Our dog is terribly itchy. She is always chewing on the pads of her feet and constantly scratching at her ears, back and belly. Is it possible for pets to have allergies this time of the year like humans do?
Itchy in Independence Heights
We turned to our friends at Texas A&M University to scratch the surface of this common pet problem. Dr. Adam Patterson, a clinical associate professor and chief of dermatology at the Texas A&M College of Veterinary Medicine & Biomedical Sciences, said that every animal has a different reaction to allergies, just as people respond to allergies differently. However, most animals display itching as a hallmark sign of allergic skin disease.
“An itch may be manifested as licking, chewing, biting, rubbing, scratching, head shaking, and/or scooting,” Patterson said. “Common itchy body areas include the face, ears, paws, armpits, groin, rump, and anal region.”
Allergens that most commonly irritate pets include fleas, pollen, molds, mites, insects, danders, and food. Some breeds are more prone to allergies than others. Your buddy may have an inherited tendency to develop allergies, including inhalant allergies, flea allergies and food allergies. In some cases, an allergy may worsen the breathing difficulties in flatter-faced pets, but allergies in dogs are far more likely to show up as skin problems.
Your dog may be allergic to the same kinds of things you are, such as airborne pollens, dust and molds and even human dander. She could also be allergic to an ingredient in the shampoo you use to bathe her or the laundry detergent that you use. Inhalant allergies may start as seasonal symptoms, plaguing your pooch only a few weeks during the year; but over time, they can begin to bother her constantly.
Allergies can’t be cured, but the good news is that your vet can offer ways to manage the symptoms and make your pooch far more comfortable.
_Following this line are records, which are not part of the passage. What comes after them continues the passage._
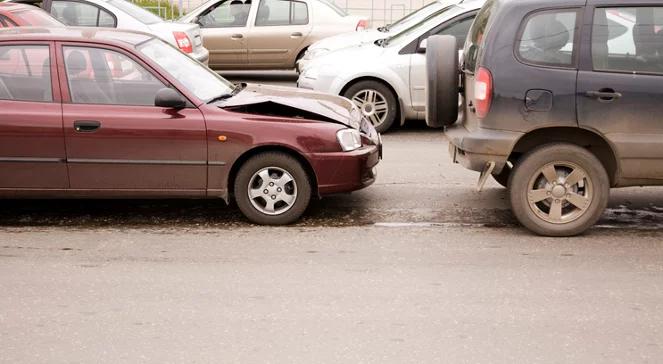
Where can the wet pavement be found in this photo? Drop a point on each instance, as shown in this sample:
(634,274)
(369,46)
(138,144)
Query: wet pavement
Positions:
(417,268)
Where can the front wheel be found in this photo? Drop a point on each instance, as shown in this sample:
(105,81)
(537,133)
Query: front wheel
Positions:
(376,102)
(272,189)
(559,190)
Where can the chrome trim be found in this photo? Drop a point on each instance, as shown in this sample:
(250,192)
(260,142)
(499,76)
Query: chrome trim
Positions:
(30,160)
(134,161)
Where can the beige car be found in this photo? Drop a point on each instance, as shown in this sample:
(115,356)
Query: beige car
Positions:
(267,34)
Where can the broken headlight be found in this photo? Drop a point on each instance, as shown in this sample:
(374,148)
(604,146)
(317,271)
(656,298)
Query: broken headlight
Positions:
(350,139)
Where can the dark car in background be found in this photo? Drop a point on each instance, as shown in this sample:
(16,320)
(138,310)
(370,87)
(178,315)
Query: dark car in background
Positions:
(91,112)
(561,101)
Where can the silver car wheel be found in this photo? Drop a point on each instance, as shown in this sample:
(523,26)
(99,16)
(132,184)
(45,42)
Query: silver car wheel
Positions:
(560,192)
(373,105)
(272,191)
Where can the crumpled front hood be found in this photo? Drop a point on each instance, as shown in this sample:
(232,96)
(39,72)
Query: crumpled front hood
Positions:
(330,107)
(345,40)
A few small changes that you can make might be the difference between comfort and misery for your pooch. Vets recommend trying the following to see if your pet’s symptoms seem to abate:
• Adding essential fatty acid supplements to your dog’s diet (salmon oil, fish oil, krill oil, etc.). A lack of omega-3 fatty acids is an extremely common cause for dry, flaky skin.
• Daily brushing
• Regular baths with oatmeal shampoo (once a month)
• Finish bath with a moisturizing rinse and/or anti-itch spray
• Antihistamines (if severe)
• Install humidifiers in living/sleeping areas
If your vet rules out environmental allergens as the problem, an elimination diet might be the next step to rule out food allergies. Even after years of eating the same food with no problem, dogs can sometimes suddenly develop an allergy to certain ingredients in their food. Items such as wheat, soy and meat are all common food allergens. A hypoallergenic dog food will likely be just what the doctor (or, vet) orders to alleviate symptoms of a food allergy in your pup.